A primeira vez que encontrei a Chiara foi há pouco mais de três anos. O bispo Philip Egan tinha acabado de nos confiar o cuidado de uma paróquia do interior onde estamos vivendo, três padres da Fraternidade São Carlos (Raffaele, Marco e eu) e um seminarista (Andrew).
Nos primeiros meses nos limitávamos a nos cumprimentar depois da Missa, com a pressa característica de quem precisa ir fazer outra coisa, mas ao mesmo temo não quer ser mal educado. Depois veio a covid. Por alguns meses fomos obrigados a manter nossas igrejas fechadas, então eu e Chiara nos perdemos de vista. Alguns meses atrás eu a revi na Missa. Sentou-se num canto, com seus avós. Seus pais e seus irmãos já não vêm há muitos anos. Dentro de mim me perguntei: o que ela está fazendo aqui? o que está procurando? Chiara tem vinte anos e é a única de sua idade que frequenta essa igreja. Aproximei-me antes de ir para a sacristia e a cumprimentei. Trocamos duas palavras através das máscaras. Não lembro bem o que dissemos, mas de uma coisa eu me lembro: seus olhos. Bonitos, redondos e abertos, quase um ponto interrogativo que me interpelava. Mas era tarde e a Missa devia começar.

Depois da celebração, fui procurá-la, não queria fingir que não tinha visto aquela fresta nela. Convidei-a para os encontros dos Colegiais que fazíamos na paróquia sexta-feira à noite com uma dezena de garotos. Quem arrisca um convite nunca erra. Além do mais, não é assim que Deus faz conosco, apesar dos nossos nãos? Na sexta-feira seguinte – para minha enorme surpresa – ela estava lá. Nossos encontros sempre começam com um jantar e terminam com um conversa a respeito de um texto significativo com a ajuda de algumas perguntas. Aqui na Inglaterra, os jovens falam durante os encontros se se trata de um “debate”. São educados assim na escola. Mas quando se trata de falar de si mesmo – como todos, eu também – não é fácil.

Durante o jantar, Chiara ficou à parte e não comeu. Depois de um tempo me aproximei e perguntei o que estava errado. Ela me olhou e disse em voz baixa, sem muita convicção: «Na verdade eu já comi». «O que é que você mais gosta de comer?», perguntei. «Sou louca por sorvete.» «Espere aqui.» Corri para casa, abri a geladeira e por sorte ainda tínhamos um pote de sorvete que tinha sobrado da noite anterior. Voltei até a Chiara com o sorvete. Em menos de um minuto tinha acabado!
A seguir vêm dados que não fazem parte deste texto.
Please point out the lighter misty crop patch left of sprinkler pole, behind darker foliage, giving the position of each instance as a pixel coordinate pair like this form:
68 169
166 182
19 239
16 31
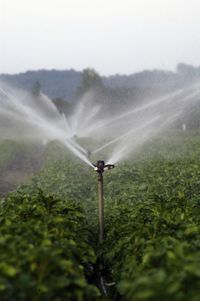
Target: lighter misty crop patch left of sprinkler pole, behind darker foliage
67 179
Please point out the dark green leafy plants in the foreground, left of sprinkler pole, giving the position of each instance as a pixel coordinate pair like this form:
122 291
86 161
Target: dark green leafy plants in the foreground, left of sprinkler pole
44 252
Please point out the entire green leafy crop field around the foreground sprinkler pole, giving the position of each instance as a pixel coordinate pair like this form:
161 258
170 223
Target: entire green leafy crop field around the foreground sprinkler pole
49 246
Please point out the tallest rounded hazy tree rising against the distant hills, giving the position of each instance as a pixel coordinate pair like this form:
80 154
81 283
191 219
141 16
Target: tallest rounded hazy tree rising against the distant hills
90 80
Depois de uns instantes começamos o encontro. Chiara não falou, me parecia incomodada. De fato, depois de dez minutos se levantou da mesa, fez um aceno com a mão e saiu da sala. «Pessoal, podem continuar.» Levantei-me e a segui. Por sorte ainda a tempo de alcança-la. Não lhe perguntei nada, só disse seu nome. Ela se virou e me disse: «Como é possível perdoar?» Um raio em céu sereno. Eu não esperava. Comecei a contar a ela como era importante para mim a confissão, que o único jeito para aprender a perdoar é deixar-se perdoar. Ela me disse: «Acho que nunca fui me confessar». Continuei falando de mim, comunicando-lhe a alegria que sinto toda vez que me confesso.
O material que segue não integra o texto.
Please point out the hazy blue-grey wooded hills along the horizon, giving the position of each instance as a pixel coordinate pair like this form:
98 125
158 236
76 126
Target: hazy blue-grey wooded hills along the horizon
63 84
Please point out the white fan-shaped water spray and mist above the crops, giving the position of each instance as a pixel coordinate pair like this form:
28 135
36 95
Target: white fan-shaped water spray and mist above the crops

Passaram-se alguns meses. Chiara passou a vir regularmente aos nossos encontros. Nos jantares estava cada vez mais desenvolta, embora só falasse comigo e com outra menina que virou sua melhor amiga. Nos encontros estava sempre envergonhada e não falava, mas agora ficava até o fim. Há três meses ela me disse: «Posso vir encontrar vocês outras vezes, mesmo além das sextas-feiras?» Disse-lhe que era só avisar antes… Assim, às vezes quinta-feira, às vezes quarta-feira, Chiara toca a campainha da nossa casa e tomamos um chá junto com os outros padres da casa. Ela conta do seu dia, conta alguma piada…

Duas semanas atrás me mandou uma mensagem: «Você tem tempo na próxima quarta-feira? Mas só eu e você». Marcamos um horário. Ela tocou a campainha, abri a porta, e ela me diz: «Vim aqui para me confessar».

Hoje em dia se costuma dizer que os jovens já não esperam por Cristo. A história de Chiara me ensina que não é assim. Não é que hoje as pessoas não esperem por Cristo, mas expressam essa espera com linguagens diferentes daquelas a que estávamos acostumados, palavras e gestos que podem parecer banais, mas que na verdade são a ponta de um iceberg de perguntas que se aninham no coração. As mesmas que eu tenho. E é na partilha dessa aparente banalidade que um caminho se abre, no qual podemos esperar juntos por Aquele que veio e vem para nos perdoar.